Broadband Achromatic Metalens for the Short-Wave Infrared

TL;DR

This work tackles the challenge of broadband achromatic focusing in the short-wave infrared (SWIR) band (1.8–2.3 μm) by designing a metalens on a CaF2 substrate that uses a single-bar silicon nanocell array coupled with geometric phase tuning and Pancharatnam-Berry (PB) phase engineering. A multi-wavelength phase library is generated and optimized to achieve continuous 0–2π phase control across the band, aiming to suppress chromatic aberration and maintain a stable focus. Finite-difference time-domain simulations show the metalens maintains a stable focal position with a total focal-length variation within 6% of the designed length, while delivering moderate focusing efficiency (20–38%) and high transmission (~83%), albeit with polarization purity DoP degrading toward the long-wavelength edge. The results highlight a practical, scalable approach to broadband SWIR optics with potential impact on quantum communication and sensing, and outline fabrication feasibility and trade-offs for polarization control that guide future optimizations.

Abstract

The 1.8-2.3 μm band lies within the short-wavelength infrared (SWIR) region and serves as a key operational window for a wide range of applications, including quantum sensing, molecular spectroscopy, and free-space quantum and classical optical communication. Despite its significance, optical devices operating in this band still face two major challenges: chromatic aberration across the wide spectral range and the difficulty of integration due to bulky optical elements. Metalenses are composed of subwavelength nanostructures that locally control the phase and group delay of light, enabling precise wavefront shaping and broadband dispersion compensation. These capabilities make them highly promising for use in infrared optical systems, particularly in applications such as focusing and imaging for compact integrated devices.
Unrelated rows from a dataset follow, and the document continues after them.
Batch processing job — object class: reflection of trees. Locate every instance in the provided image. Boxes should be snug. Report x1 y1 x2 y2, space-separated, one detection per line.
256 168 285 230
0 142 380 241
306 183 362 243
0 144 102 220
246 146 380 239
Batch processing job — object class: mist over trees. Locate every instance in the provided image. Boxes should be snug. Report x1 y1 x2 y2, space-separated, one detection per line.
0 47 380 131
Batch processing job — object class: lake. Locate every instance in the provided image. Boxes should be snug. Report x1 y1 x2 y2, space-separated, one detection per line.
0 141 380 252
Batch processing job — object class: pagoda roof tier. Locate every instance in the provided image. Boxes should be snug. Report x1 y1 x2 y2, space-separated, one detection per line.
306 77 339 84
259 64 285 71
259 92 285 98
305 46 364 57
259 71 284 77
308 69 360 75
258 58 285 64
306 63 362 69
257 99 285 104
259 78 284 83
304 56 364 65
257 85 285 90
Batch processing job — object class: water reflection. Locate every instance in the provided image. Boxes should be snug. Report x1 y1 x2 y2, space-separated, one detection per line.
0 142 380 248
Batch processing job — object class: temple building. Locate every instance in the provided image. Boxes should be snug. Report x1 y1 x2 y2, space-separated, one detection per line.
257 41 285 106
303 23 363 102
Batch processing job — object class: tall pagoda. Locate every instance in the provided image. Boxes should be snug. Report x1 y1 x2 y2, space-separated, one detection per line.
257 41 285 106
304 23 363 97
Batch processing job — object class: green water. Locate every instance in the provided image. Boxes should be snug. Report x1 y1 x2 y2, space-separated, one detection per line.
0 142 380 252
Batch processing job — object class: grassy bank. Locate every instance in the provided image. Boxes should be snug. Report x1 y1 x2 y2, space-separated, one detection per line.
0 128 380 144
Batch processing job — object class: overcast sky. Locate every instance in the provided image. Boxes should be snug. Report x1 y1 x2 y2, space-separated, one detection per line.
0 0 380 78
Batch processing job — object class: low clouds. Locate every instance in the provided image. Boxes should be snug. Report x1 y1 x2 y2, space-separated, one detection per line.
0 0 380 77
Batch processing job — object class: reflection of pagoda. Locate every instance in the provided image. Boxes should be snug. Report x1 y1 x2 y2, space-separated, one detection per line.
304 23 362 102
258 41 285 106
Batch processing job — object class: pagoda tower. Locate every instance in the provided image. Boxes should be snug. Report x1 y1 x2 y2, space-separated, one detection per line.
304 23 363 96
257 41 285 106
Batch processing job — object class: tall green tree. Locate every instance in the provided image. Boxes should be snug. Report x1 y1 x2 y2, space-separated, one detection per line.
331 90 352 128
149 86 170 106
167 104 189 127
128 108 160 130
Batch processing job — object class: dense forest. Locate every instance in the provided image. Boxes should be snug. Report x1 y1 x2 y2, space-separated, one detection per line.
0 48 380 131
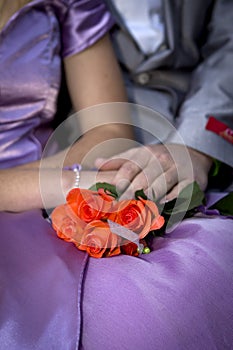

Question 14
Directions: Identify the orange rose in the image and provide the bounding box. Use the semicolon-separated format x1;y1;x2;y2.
110;199;164;239
51;204;85;244
66;188;114;222
78;220;121;258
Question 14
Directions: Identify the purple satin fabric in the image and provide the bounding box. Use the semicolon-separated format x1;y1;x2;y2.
0;198;233;350
0;210;87;350
0;0;113;168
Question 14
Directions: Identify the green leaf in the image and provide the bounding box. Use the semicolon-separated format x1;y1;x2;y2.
209;192;233;215
162;182;205;215
89;182;119;199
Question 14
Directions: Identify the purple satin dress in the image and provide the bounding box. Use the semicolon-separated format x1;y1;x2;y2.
0;0;233;350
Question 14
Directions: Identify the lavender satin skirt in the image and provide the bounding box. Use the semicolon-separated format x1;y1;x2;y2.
0;196;233;350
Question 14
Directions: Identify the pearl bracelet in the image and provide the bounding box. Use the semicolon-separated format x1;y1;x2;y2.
64;164;82;188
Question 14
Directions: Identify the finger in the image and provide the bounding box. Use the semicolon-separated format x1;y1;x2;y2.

In this study, we propose a metalens design based on a CaF2 substrate, where each nanocell consists of a single-bar silicon structure. These nanocells are periodically arranged with a 900 nm period, enabling precise control of dispersion and phase. By systematically finetuning the bar length and width, the design enables simultaneous dispersion compensation and phase modulation, achieving stable focusing performance over a broad spectral range. Finite-Difference Time-Domain (FDTD) simulations demonstrate that the metalens design achieves effective suppression of chromatic aberration in the 1800-2300 nm range, maintaining a stable focal position throughout the bandwidth with variation within 6% of the focal length. This design offers a compact, broadband, and high-performance approach for beam collimation and wavefront shaping in the SWIR band, with promising potential for applications in quantum communication and sensing systems.

Figures (12)

• Figure 1: Timeline of representative metalens developments across the near-infrared (NIR), short-wavelength infrared (SWIR), and mid-infrared (MIR) regions. Each point marks a key study identified by its publication year and operating wavelength. The error bars indicate the range of operating wavelengths, respectively. The diagram compiles results from multiple works Chen2012Wang2015Yu2019Zhang2020Xiao2023Zou2025Zhang2016Guo2017Ou2020Yue2023Xu2025. Notably, fewer works have been reported in the SWIR band of 1.8-2.3 $\mu$m, which is the focus of this study.
• Figure 2: Schematic diagram showing the ideal wavefront distribution for a metalens. To focus parallel incident light to a single focal point at distance $f$, the metasurface must introduce a spatially varying phase delay to compensate for the optical path difference between the center and off-axis positions. The required phase compensation at each radial distance $R$ from the optical axis is given by $\Delta = \sqrt{R^2 + f^2} - f$, ensuring that all rays interfere constructively at the focus Chen2018.
• Figure 3: Calculated phase distribution of the metalens along the radial direction for three different design wavelengths ($\lambda_{\text{min}} = 1.8\,\mu\text{m}$, $\lambda_{\text{mid}} = 2.05\,\mu\text{m}$, and $\lambda_{\text{max}} = 2.3\,\mu\text{m}$). The curves indicate the required phase compensation to achieve focusing at the designed focal length, showing the variation of phase with respect to wavelength.
• Figure 4: Unitcell profile and structure of Metalens. (a) Schematic of the unit cell geometry used in the metalens design. The rectangular dielectric nanopillar has a length l, width w, and height h, and is placed on a dielectric substrate. (b) Top view of the metalens layout, showing the spatial arrangement of rectangular meta-atoms with varying geometries across the aperture.(c) Perspective view of the complete metalens composed of anisotropic nanopillars, where each unit is tailored to locally modulate the transmitted wavefront.
• Figure 5: Phase response maps of the unit cell under different wavelengths (1800 nm to 2300 nm ). The phase distribution is plotted as a function of nanostructure length and width, showing a smooth phase variation across the SWIR band and achieving full 0-2$\pi$ modulation.